The existence of true altruism has become popular subject for debate in recent years: does anyone do good things out of purely selfless motives? Even in the absence of material rewards, don't "altruists" get a rush of satisfaction or virtuous good feeling (in other words, an emotional reward) from their benevolent deeds?
There is a corollary, and a sad one, to this interesting debate: a widespread distrust of good deeds. When someone we don't know tries to do something nice for us, our minds automatically skip to the catch. What is in it for them?
Now of course, this skepticism is healthy when we apply it to, for instance, to promises of politicians and salesman. But as the Secret Society for Creative Philanthropy found out, it makes it awfully hard to do a nice thing.
The premise of the society is this: give micro-grants of $100 to a group of people, asking them only to do something nice for total strangers with it.

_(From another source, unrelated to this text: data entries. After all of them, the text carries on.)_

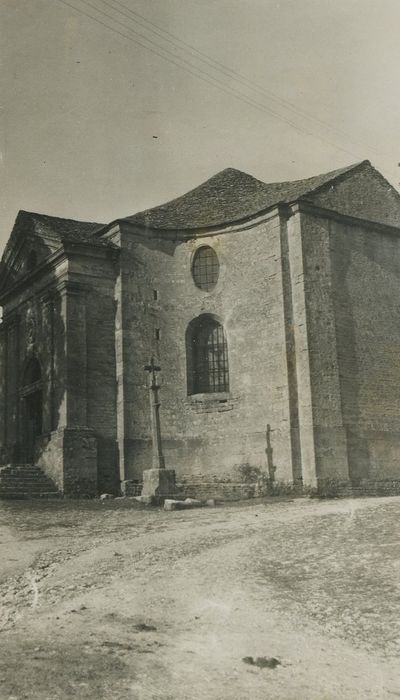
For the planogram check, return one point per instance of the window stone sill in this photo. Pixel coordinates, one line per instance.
(211, 402)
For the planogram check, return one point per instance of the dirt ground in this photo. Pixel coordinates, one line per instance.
(107, 601)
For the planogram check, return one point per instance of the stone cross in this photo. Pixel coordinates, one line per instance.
(158, 459)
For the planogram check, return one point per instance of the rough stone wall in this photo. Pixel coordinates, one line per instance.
(203, 435)
(366, 195)
(366, 295)
(93, 392)
(323, 437)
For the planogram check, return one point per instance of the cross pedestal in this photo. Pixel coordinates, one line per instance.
(158, 482)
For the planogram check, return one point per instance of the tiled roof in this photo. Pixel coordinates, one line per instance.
(62, 229)
(229, 196)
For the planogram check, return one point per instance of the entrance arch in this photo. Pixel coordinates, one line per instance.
(32, 396)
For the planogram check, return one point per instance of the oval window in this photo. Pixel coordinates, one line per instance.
(205, 268)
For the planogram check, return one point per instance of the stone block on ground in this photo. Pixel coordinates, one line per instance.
(159, 482)
(172, 504)
(146, 500)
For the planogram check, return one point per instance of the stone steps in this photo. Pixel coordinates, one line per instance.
(26, 481)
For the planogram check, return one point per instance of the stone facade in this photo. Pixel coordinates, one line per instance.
(308, 296)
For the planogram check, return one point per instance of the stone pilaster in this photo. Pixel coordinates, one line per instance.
(323, 444)
(3, 393)
(71, 355)
(12, 361)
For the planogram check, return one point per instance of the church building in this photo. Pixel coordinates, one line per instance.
(272, 309)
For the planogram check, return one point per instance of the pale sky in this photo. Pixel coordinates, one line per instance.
(81, 104)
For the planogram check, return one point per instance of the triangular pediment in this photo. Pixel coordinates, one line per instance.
(34, 238)
(25, 250)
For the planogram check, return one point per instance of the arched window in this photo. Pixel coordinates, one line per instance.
(205, 268)
(208, 370)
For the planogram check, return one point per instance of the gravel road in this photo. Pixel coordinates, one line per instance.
(284, 600)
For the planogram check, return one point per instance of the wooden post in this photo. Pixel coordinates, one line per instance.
(158, 458)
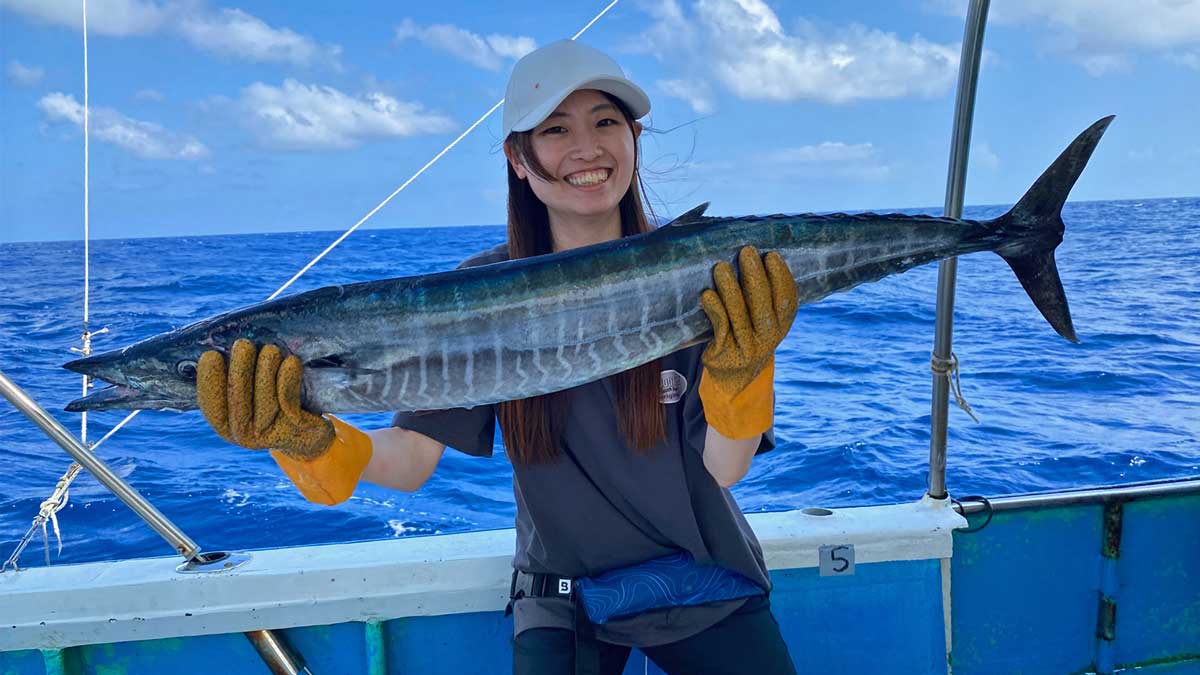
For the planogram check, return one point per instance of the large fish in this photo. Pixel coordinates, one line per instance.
(528, 327)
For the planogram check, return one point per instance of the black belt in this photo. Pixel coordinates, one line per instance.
(537, 585)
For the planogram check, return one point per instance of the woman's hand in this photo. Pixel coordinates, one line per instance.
(255, 402)
(750, 318)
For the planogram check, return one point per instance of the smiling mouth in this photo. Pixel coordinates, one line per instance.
(589, 178)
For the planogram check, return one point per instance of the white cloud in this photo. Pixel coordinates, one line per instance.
(24, 76)
(748, 51)
(105, 17)
(1101, 35)
(695, 91)
(982, 155)
(1189, 59)
(490, 52)
(143, 138)
(823, 153)
(309, 117)
(233, 33)
(226, 33)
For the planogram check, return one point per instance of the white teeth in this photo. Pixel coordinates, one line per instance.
(588, 178)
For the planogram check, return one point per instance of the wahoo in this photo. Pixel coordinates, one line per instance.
(534, 326)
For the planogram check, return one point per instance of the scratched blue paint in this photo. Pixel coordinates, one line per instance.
(330, 649)
(883, 614)
(1025, 593)
(456, 644)
(227, 655)
(1181, 668)
(1158, 614)
(27, 662)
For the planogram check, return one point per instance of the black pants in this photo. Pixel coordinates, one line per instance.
(748, 641)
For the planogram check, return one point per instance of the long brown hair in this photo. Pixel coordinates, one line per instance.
(532, 428)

The idea, says the founder, is to spark new thinking and dialogue about philanthropy and altruism:
"One hundred dollars is not going to change anyone's life," Martin said. "It's a small thing. The money is just a framework for people to use their imagination. It's like a kick in the ass."What did people do with the money? Many gave away umbrellas or dollar bills on the street. Their attempts met with almost universal reluctance and rejection. I think we can blame this on the cynical way "free gifts" are used in sales and proselytizing: we, like the Trojans after the horse, don't believe a gift is ever "free."

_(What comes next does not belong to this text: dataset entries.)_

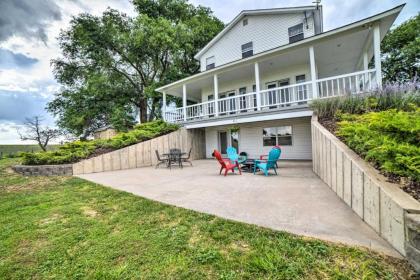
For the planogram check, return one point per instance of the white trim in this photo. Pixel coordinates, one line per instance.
(164, 106)
(257, 85)
(279, 116)
(313, 72)
(377, 53)
(356, 25)
(184, 101)
(216, 94)
(248, 13)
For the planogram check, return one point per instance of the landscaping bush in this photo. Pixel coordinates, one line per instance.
(405, 97)
(390, 139)
(75, 151)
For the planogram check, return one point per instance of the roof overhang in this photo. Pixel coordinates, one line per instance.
(251, 119)
(253, 13)
(385, 20)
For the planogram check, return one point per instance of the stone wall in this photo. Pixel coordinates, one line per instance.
(143, 154)
(412, 243)
(45, 170)
(380, 204)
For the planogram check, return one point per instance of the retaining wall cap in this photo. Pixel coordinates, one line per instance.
(413, 220)
(400, 197)
(43, 166)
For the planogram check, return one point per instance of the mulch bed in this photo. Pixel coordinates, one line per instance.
(410, 187)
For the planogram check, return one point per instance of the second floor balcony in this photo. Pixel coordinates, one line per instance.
(275, 98)
(339, 62)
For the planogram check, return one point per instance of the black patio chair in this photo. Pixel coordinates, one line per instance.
(175, 157)
(161, 160)
(187, 157)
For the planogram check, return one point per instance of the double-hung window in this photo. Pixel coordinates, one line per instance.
(247, 50)
(281, 135)
(296, 33)
(210, 62)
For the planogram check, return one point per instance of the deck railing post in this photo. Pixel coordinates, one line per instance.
(216, 95)
(184, 101)
(377, 54)
(313, 72)
(164, 106)
(257, 85)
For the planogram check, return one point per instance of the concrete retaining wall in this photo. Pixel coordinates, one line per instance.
(380, 204)
(44, 170)
(143, 154)
(412, 243)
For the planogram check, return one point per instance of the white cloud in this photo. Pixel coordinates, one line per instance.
(35, 85)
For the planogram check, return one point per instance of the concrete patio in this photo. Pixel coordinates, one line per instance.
(296, 200)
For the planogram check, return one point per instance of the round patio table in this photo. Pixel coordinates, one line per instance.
(248, 165)
(173, 158)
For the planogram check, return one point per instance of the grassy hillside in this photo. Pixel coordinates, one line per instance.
(68, 228)
(13, 149)
(78, 150)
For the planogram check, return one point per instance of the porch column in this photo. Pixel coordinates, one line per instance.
(216, 94)
(164, 106)
(257, 85)
(365, 61)
(377, 54)
(313, 72)
(184, 101)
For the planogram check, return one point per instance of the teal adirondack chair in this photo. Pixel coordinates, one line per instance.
(233, 155)
(270, 163)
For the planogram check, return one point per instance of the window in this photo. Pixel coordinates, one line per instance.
(247, 50)
(296, 33)
(302, 91)
(210, 62)
(281, 135)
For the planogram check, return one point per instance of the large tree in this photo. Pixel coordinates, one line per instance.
(116, 62)
(401, 52)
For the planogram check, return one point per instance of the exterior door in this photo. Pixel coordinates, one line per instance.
(211, 106)
(242, 100)
(302, 93)
(232, 103)
(222, 105)
(223, 142)
(284, 93)
(272, 95)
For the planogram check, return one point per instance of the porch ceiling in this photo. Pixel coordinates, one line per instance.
(337, 51)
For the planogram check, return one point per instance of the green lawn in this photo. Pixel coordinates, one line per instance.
(6, 150)
(68, 228)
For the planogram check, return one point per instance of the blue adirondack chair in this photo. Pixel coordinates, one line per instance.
(270, 163)
(233, 155)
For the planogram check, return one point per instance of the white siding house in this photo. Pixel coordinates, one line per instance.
(275, 26)
(257, 95)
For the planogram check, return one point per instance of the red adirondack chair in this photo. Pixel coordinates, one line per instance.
(226, 164)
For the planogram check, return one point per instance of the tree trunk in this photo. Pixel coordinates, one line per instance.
(143, 110)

One of my favorite ideas was this:
Clark Kellogg deposited his $100 in a bank account and left written instructions for his great-granddaughter to withdraw the accumulated total in 100 years and give it away. With compound interest, he said, the total will be $2.1 million, which is enough for a lot of free umbrellas in the rainstorms of 2110. "I don't think I'll be around then," he said.Perhaps I like it so much because it reminds me (utterly unreligious soul that I am) of the parable of the talents.
But of course this gets me thinking - what would I do? How could I do the most good with $100?